The global economy is likely to continue growing in early 2010, although the United States economy is still losing jobs and the economic recovery is looking fragile in the euro area.
On Friday, the Organisation for Economic Co-operation and Development released its composite leading indicators for January 2010. According to the OECD report, the indicators "continue to signal an improvement in economic activity for the G7 countries although only marginally more so than in the assessment for December". The CLI for the OECD area increased by 0.8 point in January.
Also released on Friday was the employment report for the US. This showed that nonfarm payrolls declined by 36,000 in February while the unemployment rate was unchanged at 9.7 percent. Considering the bad weather during the survey period, this could be considered a decent report.
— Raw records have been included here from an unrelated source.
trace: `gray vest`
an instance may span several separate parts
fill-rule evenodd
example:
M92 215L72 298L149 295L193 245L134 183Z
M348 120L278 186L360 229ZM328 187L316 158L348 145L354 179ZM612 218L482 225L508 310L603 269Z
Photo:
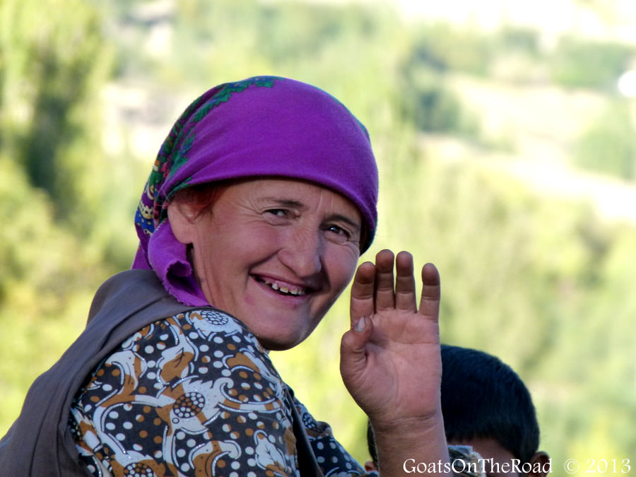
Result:
M86 477L68 420L73 398L119 343L144 326L191 310L164 289L154 271L129 270L107 280L86 328L31 386L22 412L0 440L2 477Z

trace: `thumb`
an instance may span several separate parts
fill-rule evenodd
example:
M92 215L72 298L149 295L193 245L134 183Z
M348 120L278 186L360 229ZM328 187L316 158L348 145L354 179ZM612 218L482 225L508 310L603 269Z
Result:
M340 342L340 374L347 389L362 377L367 365L366 344L373 332L373 322L361 317ZM351 391L350 391L351 392Z

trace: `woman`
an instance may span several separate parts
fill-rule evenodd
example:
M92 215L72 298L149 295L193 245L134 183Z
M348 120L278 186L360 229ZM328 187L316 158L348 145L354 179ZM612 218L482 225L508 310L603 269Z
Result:
M449 473L437 271L423 269L419 305L408 253L355 273L377 196L366 130L324 91L267 76L204 94L154 164L133 269L101 287L85 331L34 383L0 474L363 473L267 356L307 338L354 273L341 371L380 471L412 459Z

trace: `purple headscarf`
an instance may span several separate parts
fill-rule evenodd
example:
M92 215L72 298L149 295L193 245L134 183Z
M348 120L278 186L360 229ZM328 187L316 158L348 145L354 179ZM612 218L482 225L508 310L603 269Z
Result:
M219 85L191 104L161 146L135 216L139 247L133 269L154 270L166 290L192 306L208 305L187 247L167 220L168 201L197 184L278 176L342 194L375 232L377 167L365 126L314 86L276 76Z

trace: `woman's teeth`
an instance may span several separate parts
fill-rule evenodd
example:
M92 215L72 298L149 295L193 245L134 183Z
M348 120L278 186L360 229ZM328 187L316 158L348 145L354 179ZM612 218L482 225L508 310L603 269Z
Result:
M271 286L272 288L273 288L276 291L278 291L281 293L285 294L285 295L305 295L305 290L301 288L292 288L291 290L290 290L286 286L278 286L278 284L276 283L276 282L271 282L269 280L264 279L263 283L265 283L266 285L269 285L269 286Z

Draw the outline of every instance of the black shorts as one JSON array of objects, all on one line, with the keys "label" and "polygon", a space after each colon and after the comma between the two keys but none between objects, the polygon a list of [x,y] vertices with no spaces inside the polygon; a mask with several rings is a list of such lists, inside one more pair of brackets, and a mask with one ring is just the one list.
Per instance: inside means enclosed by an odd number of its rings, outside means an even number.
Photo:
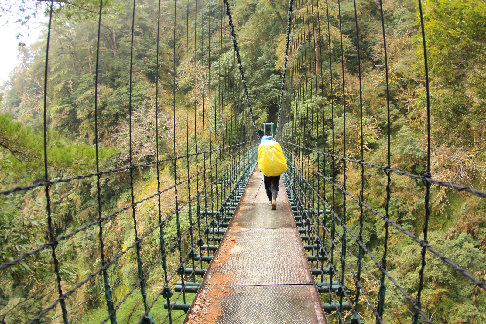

Employment could start expanding again in coming months with continued economic recovery.
The latest data from the Commerce Department show that the US economy grew at an annualised rate of 5.9 percent in the fourth quarter of 2009 and the Institute for Supply Management's reports indicate that the economy continued to expand in early 2010. The ISM's manufacturing PMI fell to 56.5 in February from 58.4 in January while its non-manufacturing index rose to 53.0 from 50.5. With both indices above 50 in the past two months, economic activity in the US likely expanded at the beginning of this year.
A recovery in consumer spending has helped keep the overall economic recovery going. Consumer spending rose again in January by 0.5 percent and it has now essentially recovered from the recession. After adjusting for inflation, consumer spending in January was only 0.3 percent lower than at its peak in November 2007.
Still, the prolonged period of high unemployment may be taking its toll on consumer confidence. The previous week, reports showed that the Reuters/University of Michigan index of consumer sentiment for February dropped to 73.6 from 74.4 in January while the Conference Board’s consumer confidence index plunged to 46.0 in February from 56.5 in January.
The economic recovery in the euro area may be more fragile.
Real gross domestic product in the euro area was just 0.1 percent higher in the fourth quarter than in the previous quarter and recent data show that it is not getting any better in early 2010. The European Commission's economic sentiment indicator for the euro area fell to 95.9 in February from 96.0 in January while Markit's composite PMI, based on a survey of euro-area purchasing managers in manufacturing and service industries, was at 53.7 in February, unchanged from the previous month.
Official projections also acknowledge the fragility of the economic expansion in the euro area. The European Commission's latest forecast for eurozone growth in 2010 is 0.7 percent while the European Central Bank is forecasting growth of between 0.4 percent and 1.2 percent.
Japan's economic recovery is also widely considered to be fragile. Still, the economy managed to grow by 1.1 percent in the fourth quarter according to a preliminary government estimate, its third consecutive quarter of expansion.
And the expansion has continued at the beginning of 2010. A preliminary estimate of industrial production in January showed a 2.5 percent increase, the 11th consecutive month of increase and the biggest monthly rise since May last year.
However, growth in the Japanese economy remains highly dependent on exports. Today, the government reported that Japanese exports rose 40.6 percent in January from a year earlier and 8.8 percent from December.
A sustained recovery in the Japanese economy will probably require a sustained recovery in the rest of the global economy.